総武流山電鉄(現流鉄)は、常磐線の馬橋から流山の中心部まで、全長5.7kmのミニ私鉄です。
江戸時代から水運で栄え、明治時代には葛飾県庁もおかれた、この地域ではかなり有力な集落だった流山ですが、常磐線の前身である日本鉄道海岸線がこの地を通ることはありませんでした。
いろいろな地域に存在する、ありふれた鉄道忌避伝説が残っていますが、その伝説はマユツバでしょう。ただ、物流の幹線から外れてしまったという危機意識は強かったみたいで、町民からの出資を募って建設されたのが、現在の流鉄流山線です。
中小私鉄でありながら首都圏近郊という立地もあって、順調な経営を続け、「中小私鉄の優等生」などともてはやされた時期もありましたが、2005年に状況は一変します。

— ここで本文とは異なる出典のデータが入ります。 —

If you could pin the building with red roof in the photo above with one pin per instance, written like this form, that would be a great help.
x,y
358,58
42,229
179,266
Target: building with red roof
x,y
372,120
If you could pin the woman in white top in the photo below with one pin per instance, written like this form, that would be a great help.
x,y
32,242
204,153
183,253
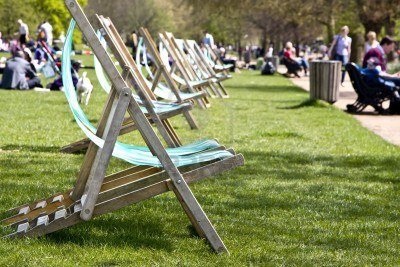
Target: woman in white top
x,y
341,48
371,43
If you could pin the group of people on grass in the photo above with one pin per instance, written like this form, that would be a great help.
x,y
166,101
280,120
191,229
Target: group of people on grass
x,y
375,53
28,57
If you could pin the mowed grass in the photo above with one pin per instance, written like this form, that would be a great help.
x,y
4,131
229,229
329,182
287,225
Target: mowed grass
x,y
316,189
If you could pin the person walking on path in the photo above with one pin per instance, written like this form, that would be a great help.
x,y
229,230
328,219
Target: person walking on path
x,y
341,48
23,32
371,43
208,39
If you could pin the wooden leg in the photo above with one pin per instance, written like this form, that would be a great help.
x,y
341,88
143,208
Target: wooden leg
x,y
103,155
197,216
191,120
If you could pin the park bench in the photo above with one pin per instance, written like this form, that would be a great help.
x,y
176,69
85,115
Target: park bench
x,y
372,93
170,92
181,69
157,169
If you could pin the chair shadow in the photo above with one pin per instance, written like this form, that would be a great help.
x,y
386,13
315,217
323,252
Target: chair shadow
x,y
298,171
133,231
26,148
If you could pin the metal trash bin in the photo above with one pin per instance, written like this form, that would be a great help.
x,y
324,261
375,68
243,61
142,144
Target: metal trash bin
x,y
274,60
325,78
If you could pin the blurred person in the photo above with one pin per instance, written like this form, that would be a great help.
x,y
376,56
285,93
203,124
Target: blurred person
x,y
379,54
371,43
247,56
18,73
289,53
208,39
46,31
340,49
134,42
23,32
270,52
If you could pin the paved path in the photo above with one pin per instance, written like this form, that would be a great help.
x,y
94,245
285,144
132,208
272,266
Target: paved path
x,y
388,127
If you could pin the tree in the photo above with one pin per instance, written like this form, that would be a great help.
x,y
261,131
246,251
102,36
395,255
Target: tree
x,y
55,12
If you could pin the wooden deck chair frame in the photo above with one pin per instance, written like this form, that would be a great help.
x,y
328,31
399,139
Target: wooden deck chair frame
x,y
205,68
217,60
180,66
178,55
161,70
161,121
94,194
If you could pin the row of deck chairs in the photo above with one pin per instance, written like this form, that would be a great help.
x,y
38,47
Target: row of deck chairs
x,y
156,169
372,90
192,70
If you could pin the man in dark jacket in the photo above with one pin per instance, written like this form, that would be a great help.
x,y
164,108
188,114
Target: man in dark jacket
x,y
18,73
379,53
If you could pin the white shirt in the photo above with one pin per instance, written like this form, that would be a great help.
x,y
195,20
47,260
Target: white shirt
x,y
343,45
23,29
209,39
48,30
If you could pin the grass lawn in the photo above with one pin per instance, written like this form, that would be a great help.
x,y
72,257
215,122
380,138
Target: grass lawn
x,y
317,188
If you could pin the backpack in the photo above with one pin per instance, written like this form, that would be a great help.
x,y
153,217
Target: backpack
x,y
268,68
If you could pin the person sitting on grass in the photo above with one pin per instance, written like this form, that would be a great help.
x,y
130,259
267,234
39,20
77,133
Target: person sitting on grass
x,y
18,73
289,56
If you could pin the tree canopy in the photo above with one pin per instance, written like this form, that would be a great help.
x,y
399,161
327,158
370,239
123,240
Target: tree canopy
x,y
235,22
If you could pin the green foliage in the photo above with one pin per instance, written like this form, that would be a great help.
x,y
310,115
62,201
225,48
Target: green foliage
x,y
57,14
33,12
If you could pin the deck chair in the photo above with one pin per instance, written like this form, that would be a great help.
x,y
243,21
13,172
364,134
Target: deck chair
x,y
180,69
158,169
202,68
183,56
169,89
370,90
215,60
157,113
192,44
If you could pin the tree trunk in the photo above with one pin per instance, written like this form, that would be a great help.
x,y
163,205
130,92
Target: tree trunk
x,y
390,26
264,39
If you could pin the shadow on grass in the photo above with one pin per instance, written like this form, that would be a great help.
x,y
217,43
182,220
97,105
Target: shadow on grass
x,y
133,231
336,188
309,103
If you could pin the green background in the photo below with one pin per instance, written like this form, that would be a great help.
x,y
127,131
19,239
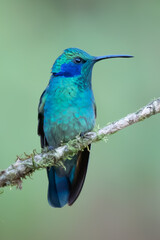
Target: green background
x,y
121,196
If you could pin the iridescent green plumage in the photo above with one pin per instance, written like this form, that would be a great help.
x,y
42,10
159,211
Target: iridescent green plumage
x,y
67,109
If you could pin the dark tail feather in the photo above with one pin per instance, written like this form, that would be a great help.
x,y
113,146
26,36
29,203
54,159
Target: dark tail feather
x,y
66,189
58,189
79,175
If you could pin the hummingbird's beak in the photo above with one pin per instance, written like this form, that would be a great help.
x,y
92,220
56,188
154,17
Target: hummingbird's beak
x,y
111,56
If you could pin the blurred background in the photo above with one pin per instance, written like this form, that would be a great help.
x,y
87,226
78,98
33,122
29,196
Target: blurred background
x,y
121,195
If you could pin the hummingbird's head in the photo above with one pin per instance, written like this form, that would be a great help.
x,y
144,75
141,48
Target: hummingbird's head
x,y
73,62
76,62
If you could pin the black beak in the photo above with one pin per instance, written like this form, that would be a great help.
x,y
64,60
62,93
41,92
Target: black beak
x,y
111,56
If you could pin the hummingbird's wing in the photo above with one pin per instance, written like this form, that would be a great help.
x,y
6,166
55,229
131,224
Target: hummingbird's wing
x,y
80,172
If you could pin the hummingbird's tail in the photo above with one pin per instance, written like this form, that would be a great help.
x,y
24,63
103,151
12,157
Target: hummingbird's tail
x,y
65,188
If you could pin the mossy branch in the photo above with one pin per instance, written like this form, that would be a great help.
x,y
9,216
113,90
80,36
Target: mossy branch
x,y
14,174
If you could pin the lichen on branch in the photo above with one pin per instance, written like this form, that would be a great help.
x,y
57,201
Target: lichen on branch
x,y
23,167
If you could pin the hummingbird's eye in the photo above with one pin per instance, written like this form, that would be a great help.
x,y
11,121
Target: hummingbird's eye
x,y
78,60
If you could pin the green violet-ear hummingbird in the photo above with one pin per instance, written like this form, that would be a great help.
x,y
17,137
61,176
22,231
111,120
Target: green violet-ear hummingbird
x,y
67,109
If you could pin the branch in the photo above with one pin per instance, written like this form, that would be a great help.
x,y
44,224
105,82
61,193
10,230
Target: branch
x,y
14,174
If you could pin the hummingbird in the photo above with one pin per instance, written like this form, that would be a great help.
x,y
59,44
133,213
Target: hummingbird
x,y
66,109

つくばエクスプレスの開通。これは明治以来、都心直通の鉄道を待ち望んでいた市民の悲願がかなったものでした。当初は運賃の高さなどにより乗客がどれほど転移するのか、懐疑的な見方もあったように記憶しますが、ふたを開けてみれば、利便性が認識されるとともに旅客流動は一変し、流鉄の利用者は半減しました。
以下の写真は、TX開通から1年が過ぎた2006年11月5日の「流鉄まつり」の風景です。
保有車両は2000系、3000系合わせて16両。外観からわかる通りすべて西武の車両です。
ラッシュ時は3両編成、日中は2両編成という使い分けですが、このころはすでに、朝ラッシュ時といえども3両編成は過剰だったようです。
現在は、西武新101系が種車の5000系2両編成5本、合計10両に置き換えられています。
10年もたつと、いろいろ変わってしまうものですね。